With Flow Control , what once required a distributed system of Kafka, Redis, and coordination code becomes a simple, maintainable function that just works, and scales.
Now the team no longer has to worry about patching Redis logic, writing custom retry handlers, or managing Kafka infrastructure. They can finally focus on what actually matters: building a great product.
The team is shipping faster. Bugs related to duplicate resume processing have disappeared. API usage has dropped thanks to built-in throttling. Product managers can now suggest changes or new features without it turning into a full sprint of Kafka reconfigurations.
Kafka is powerful, no doubt, but for most teams, especially those building product workflows, it's too much. You end up writing glue code, managing extra infrastructure, and solving problems that have already been solved a hundred times.
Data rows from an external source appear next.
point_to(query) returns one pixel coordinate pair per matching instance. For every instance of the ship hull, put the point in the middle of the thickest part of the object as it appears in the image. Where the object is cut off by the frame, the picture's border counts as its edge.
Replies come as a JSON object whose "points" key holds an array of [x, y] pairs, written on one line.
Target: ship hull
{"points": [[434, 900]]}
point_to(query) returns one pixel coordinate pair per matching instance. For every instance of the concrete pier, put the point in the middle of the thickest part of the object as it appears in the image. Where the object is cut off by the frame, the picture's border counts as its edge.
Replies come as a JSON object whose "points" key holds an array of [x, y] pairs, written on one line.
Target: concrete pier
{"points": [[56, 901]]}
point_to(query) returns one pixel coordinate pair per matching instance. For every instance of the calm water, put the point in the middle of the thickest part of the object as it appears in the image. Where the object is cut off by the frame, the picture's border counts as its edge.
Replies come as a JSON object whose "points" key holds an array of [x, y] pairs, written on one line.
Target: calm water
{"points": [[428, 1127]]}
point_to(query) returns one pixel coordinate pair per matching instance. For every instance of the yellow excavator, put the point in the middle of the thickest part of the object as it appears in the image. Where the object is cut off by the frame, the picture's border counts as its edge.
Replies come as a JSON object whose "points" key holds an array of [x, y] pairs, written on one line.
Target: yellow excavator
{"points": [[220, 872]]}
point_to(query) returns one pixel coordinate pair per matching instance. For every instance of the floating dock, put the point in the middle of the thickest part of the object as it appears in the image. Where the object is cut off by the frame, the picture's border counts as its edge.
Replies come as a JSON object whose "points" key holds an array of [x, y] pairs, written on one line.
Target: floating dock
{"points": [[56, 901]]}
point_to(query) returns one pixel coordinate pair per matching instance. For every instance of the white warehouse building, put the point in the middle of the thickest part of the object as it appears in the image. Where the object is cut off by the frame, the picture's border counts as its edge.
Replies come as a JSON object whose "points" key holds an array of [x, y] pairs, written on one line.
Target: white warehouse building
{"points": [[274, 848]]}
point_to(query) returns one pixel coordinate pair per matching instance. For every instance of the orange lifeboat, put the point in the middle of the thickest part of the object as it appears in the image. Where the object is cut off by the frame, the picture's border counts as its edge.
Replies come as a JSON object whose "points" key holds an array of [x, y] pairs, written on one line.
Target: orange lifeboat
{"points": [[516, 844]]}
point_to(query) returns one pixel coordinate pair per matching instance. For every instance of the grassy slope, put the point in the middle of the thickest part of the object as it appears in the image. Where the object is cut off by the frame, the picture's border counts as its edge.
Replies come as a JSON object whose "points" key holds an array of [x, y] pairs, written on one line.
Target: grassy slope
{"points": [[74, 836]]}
Inngest's Flow Control gives you those same capabilities, without the overhead. You get retries, rate limiting, debouncing, throttling, prioritization, and more, all built-in, all configurable, and all production-ready.
So if you're spending more time managing queues than delivering features, maybe it's time to ask a better question:
What if your event-driven architecture didn't need to be this hard?